Pour plus de tranquillité et de discrétion, l'ensemble de cette panoplie est presque tout le temps dissimulé sous un long manteau de tissu, une sorte de cape surmonté d'un capuchon.
Spoiler:
 

Biographie:
-Les voilà! Encore les mêmes. Prenez place, nous allons leur offrir ce qu'ils cherchent.
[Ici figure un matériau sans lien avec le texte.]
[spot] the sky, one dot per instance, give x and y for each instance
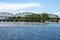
(37, 6)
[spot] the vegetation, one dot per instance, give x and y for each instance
(34, 17)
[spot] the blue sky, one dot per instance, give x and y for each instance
(40, 6)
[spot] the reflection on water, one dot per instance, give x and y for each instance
(29, 31)
(25, 23)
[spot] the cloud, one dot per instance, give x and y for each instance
(57, 13)
(12, 6)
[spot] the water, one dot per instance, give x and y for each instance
(29, 31)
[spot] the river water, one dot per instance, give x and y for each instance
(29, 31)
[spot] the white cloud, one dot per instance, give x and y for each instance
(57, 13)
(10, 6)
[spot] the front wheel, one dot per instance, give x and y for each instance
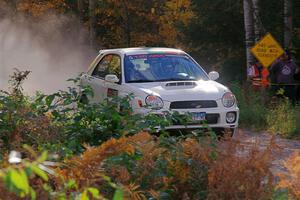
(225, 132)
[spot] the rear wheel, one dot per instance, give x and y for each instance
(84, 99)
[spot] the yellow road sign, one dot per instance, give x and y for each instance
(267, 50)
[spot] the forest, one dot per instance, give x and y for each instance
(55, 146)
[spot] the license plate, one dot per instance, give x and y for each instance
(200, 116)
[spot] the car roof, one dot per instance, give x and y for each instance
(142, 50)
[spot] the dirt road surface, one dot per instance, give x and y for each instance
(287, 147)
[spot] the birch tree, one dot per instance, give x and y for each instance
(92, 22)
(288, 23)
(80, 7)
(249, 30)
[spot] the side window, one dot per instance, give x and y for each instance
(110, 64)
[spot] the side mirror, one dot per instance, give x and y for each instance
(112, 78)
(213, 75)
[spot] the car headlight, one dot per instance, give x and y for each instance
(154, 102)
(228, 99)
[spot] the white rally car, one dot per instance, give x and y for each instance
(163, 79)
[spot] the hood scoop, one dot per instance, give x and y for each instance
(181, 83)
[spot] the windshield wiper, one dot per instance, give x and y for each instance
(141, 81)
(174, 79)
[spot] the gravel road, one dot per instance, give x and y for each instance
(286, 146)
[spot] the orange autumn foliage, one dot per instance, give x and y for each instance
(191, 168)
(37, 8)
(291, 180)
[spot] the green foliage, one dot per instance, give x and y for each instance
(282, 119)
(253, 110)
(260, 110)
(63, 123)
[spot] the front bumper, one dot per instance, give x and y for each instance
(220, 122)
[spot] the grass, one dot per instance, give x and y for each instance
(260, 111)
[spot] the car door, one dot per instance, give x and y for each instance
(108, 64)
(114, 68)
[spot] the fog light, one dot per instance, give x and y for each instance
(230, 117)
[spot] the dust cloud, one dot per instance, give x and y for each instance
(54, 49)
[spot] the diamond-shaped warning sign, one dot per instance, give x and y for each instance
(267, 50)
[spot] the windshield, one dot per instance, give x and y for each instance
(161, 67)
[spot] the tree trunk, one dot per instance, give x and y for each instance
(127, 24)
(92, 23)
(80, 7)
(257, 25)
(249, 31)
(288, 23)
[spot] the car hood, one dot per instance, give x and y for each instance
(176, 91)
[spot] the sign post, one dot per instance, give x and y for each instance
(266, 51)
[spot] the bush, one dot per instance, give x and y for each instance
(170, 168)
(253, 110)
(282, 118)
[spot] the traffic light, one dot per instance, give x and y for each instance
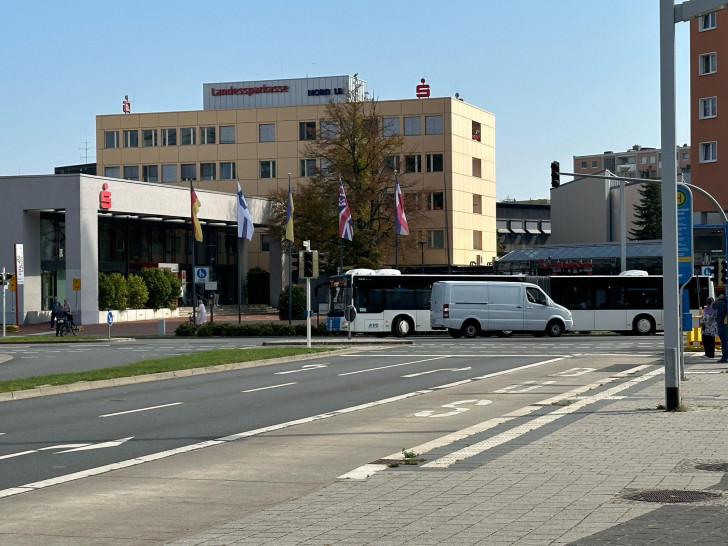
(555, 175)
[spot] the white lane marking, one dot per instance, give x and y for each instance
(304, 368)
(140, 409)
(359, 474)
(393, 365)
(440, 370)
(271, 387)
(536, 423)
(102, 445)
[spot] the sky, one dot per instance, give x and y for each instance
(563, 78)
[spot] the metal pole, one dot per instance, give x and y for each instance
(669, 204)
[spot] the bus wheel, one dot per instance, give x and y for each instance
(402, 327)
(554, 328)
(471, 329)
(643, 325)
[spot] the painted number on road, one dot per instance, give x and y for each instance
(456, 407)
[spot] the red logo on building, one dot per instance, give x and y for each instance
(423, 90)
(105, 197)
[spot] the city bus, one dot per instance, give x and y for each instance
(383, 302)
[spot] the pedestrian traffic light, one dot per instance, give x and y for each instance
(555, 174)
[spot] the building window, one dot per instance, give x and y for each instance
(188, 136)
(131, 139)
(477, 240)
(436, 239)
(707, 21)
(188, 171)
(435, 201)
(708, 107)
(708, 152)
(266, 132)
(392, 163)
(227, 170)
(150, 173)
(207, 135)
(476, 168)
(329, 129)
(390, 126)
(434, 163)
(131, 172)
(433, 125)
(227, 134)
(308, 167)
(169, 173)
(169, 137)
(207, 171)
(268, 169)
(412, 126)
(708, 63)
(111, 139)
(413, 163)
(307, 130)
(149, 137)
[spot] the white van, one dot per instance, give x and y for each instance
(481, 307)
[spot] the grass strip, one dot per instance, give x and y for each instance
(172, 363)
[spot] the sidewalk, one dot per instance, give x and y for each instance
(540, 481)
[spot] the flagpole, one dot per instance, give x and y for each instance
(194, 279)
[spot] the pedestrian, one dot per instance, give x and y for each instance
(201, 313)
(721, 313)
(55, 305)
(709, 328)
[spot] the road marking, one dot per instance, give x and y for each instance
(440, 370)
(271, 387)
(393, 365)
(140, 409)
(304, 368)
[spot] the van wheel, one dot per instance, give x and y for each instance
(402, 327)
(554, 328)
(471, 329)
(643, 325)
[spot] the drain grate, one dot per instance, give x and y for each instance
(672, 495)
(713, 467)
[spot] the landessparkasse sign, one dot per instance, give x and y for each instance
(267, 93)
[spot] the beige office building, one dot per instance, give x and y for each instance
(257, 131)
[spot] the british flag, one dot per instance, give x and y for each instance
(400, 220)
(346, 223)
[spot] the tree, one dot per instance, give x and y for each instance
(648, 214)
(351, 145)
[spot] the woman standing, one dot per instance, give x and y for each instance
(710, 328)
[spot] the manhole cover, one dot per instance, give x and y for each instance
(672, 496)
(713, 467)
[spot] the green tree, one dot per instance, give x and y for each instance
(351, 145)
(648, 214)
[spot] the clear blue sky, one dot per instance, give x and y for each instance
(563, 77)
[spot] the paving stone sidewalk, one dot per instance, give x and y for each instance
(563, 486)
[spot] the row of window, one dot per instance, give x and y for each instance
(225, 134)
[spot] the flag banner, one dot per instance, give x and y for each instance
(400, 220)
(245, 222)
(196, 227)
(289, 215)
(346, 223)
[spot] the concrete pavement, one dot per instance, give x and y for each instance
(558, 473)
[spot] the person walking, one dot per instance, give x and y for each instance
(721, 312)
(709, 328)
(55, 306)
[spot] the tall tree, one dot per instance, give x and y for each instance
(351, 144)
(648, 214)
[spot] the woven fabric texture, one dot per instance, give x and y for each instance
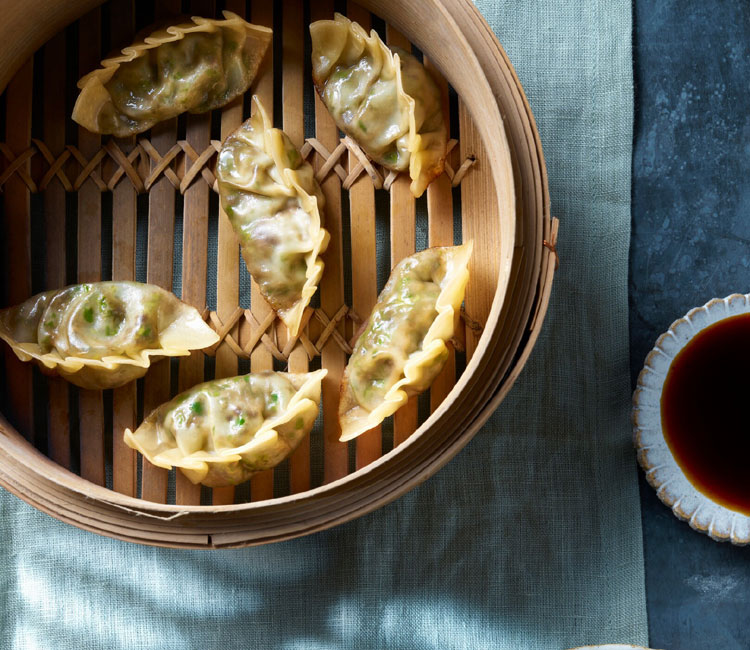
(529, 538)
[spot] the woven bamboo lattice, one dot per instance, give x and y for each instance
(182, 165)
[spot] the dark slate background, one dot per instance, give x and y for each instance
(690, 243)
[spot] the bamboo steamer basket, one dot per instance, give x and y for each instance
(104, 204)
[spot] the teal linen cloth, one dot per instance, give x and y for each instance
(530, 538)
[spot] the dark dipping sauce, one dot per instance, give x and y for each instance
(704, 412)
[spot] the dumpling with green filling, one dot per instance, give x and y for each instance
(271, 197)
(382, 98)
(195, 67)
(103, 334)
(221, 432)
(402, 347)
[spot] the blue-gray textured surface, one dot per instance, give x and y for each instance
(530, 538)
(691, 243)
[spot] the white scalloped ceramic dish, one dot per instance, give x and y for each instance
(654, 455)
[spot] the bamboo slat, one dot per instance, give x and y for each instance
(18, 241)
(58, 422)
(294, 125)
(403, 244)
(440, 225)
(227, 265)
(261, 485)
(478, 198)
(90, 404)
(124, 210)
(332, 283)
(161, 208)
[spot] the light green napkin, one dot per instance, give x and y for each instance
(530, 538)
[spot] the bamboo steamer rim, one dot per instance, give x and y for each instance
(72, 499)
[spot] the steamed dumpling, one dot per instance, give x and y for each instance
(221, 432)
(103, 334)
(271, 197)
(384, 99)
(193, 67)
(402, 347)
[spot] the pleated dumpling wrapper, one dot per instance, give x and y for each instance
(402, 347)
(271, 197)
(195, 67)
(103, 334)
(383, 99)
(221, 432)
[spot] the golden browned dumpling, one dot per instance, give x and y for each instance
(273, 201)
(103, 334)
(384, 99)
(221, 432)
(191, 67)
(403, 345)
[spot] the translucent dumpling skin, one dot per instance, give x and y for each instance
(402, 347)
(271, 197)
(383, 99)
(221, 432)
(192, 67)
(103, 334)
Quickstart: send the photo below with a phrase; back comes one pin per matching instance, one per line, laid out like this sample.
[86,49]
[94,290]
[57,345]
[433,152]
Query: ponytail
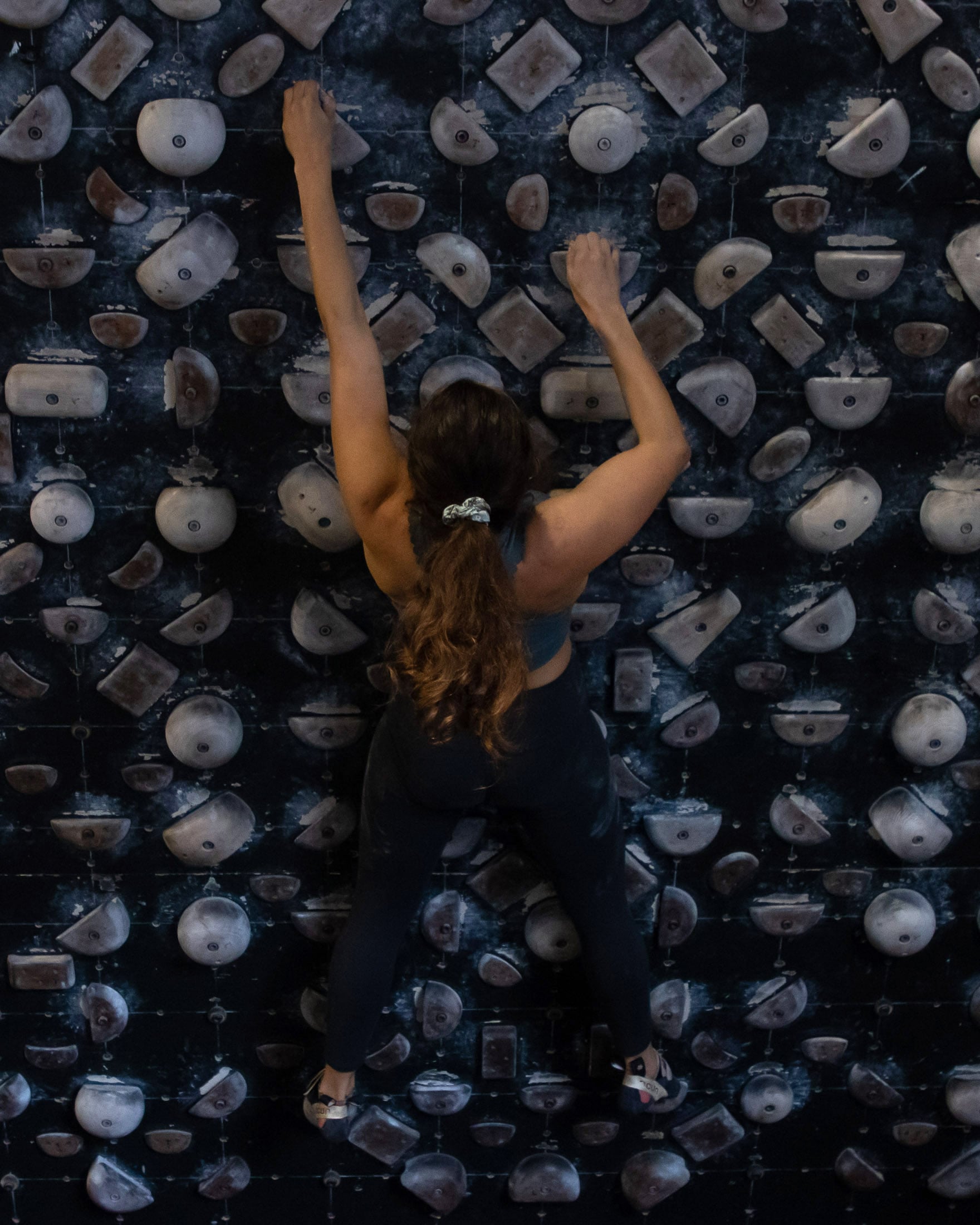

Pour la troisième fois de la semaine, une bande de brigands s'approchait du village trawen. Comme la majeure partie des autres assaillants, il cherchait à récupérer une importante quantité d'argent facilement en attaquant le village d'une assemblée "d'imbéciles heureux" comme ils aimaient les appeler. Pour tous ces voleurs, les Trawens n'étaient que de misérables pécheurs qui gardaient un énorme trésor. Il suffisait de les balayer pour ramasser le magot. Rien de plus simple, non? Et bien non, justement. S'ils paraissaient pacifiques et faibles, les Trawens étaient autrefois membres d'une nation guerrière. Peu fiers de leur passé violent et taché de sang, ils avaient néanmoins gardés leurs capacités martiales et n'hésitaient pas à s'en servir lorsque le besoin se faisait sentir. Les pillards avançaient à grands pas à travers la plaine qui les séparait du village. En quelques minutes, ils seraient arrivés. Néanmoins, les autochtones leur réservaient un accueil particulièrement désagréable. Chaque homme trawen dont l'âge se situait entre 20 et 45 ans était réquisitionné lors de ce genre d'évènements. Orgueilleux et belliqueux, même dans leur pacifisme, c'est l'épée au poing qu'ils défendaient leurs biens. Et cette bande de voleurs en quête d'argent n'allait pas tarder à l'apprendre.
Soigneusement dissimulés derrière les maisons, les défenseurs attendaient patiemment le moment où la troupe de brigands entrerait dans leur village. A l'arrivée des assaillants, la porte du village était grande ouverte. Surpris, ils entrèrent prudemment, surveillant les alentours. Une fois qu'ils furent tous à l'intérieur, les Trawens quittèrent leurs cachettes. Sans prévenir, ils s'abattirent violemment sur leurs ennemis. S'en suivit un fracas bruyant et sanglant. En seulement quelques minutes, tout était fini. Bien heureusement, aujourd'hui, pas de pertes chez les défenseurs. Les corps des attaquants gisaient à terre, dans une grande mare de sang. Et autour d'eux, un cercle formé d'hommes en armure. Ceux qui étaient sortis victorieux de la bataille. Rompant le cercle, Nalkas s'approche des cadavres et s'agenouille à leurs côtés.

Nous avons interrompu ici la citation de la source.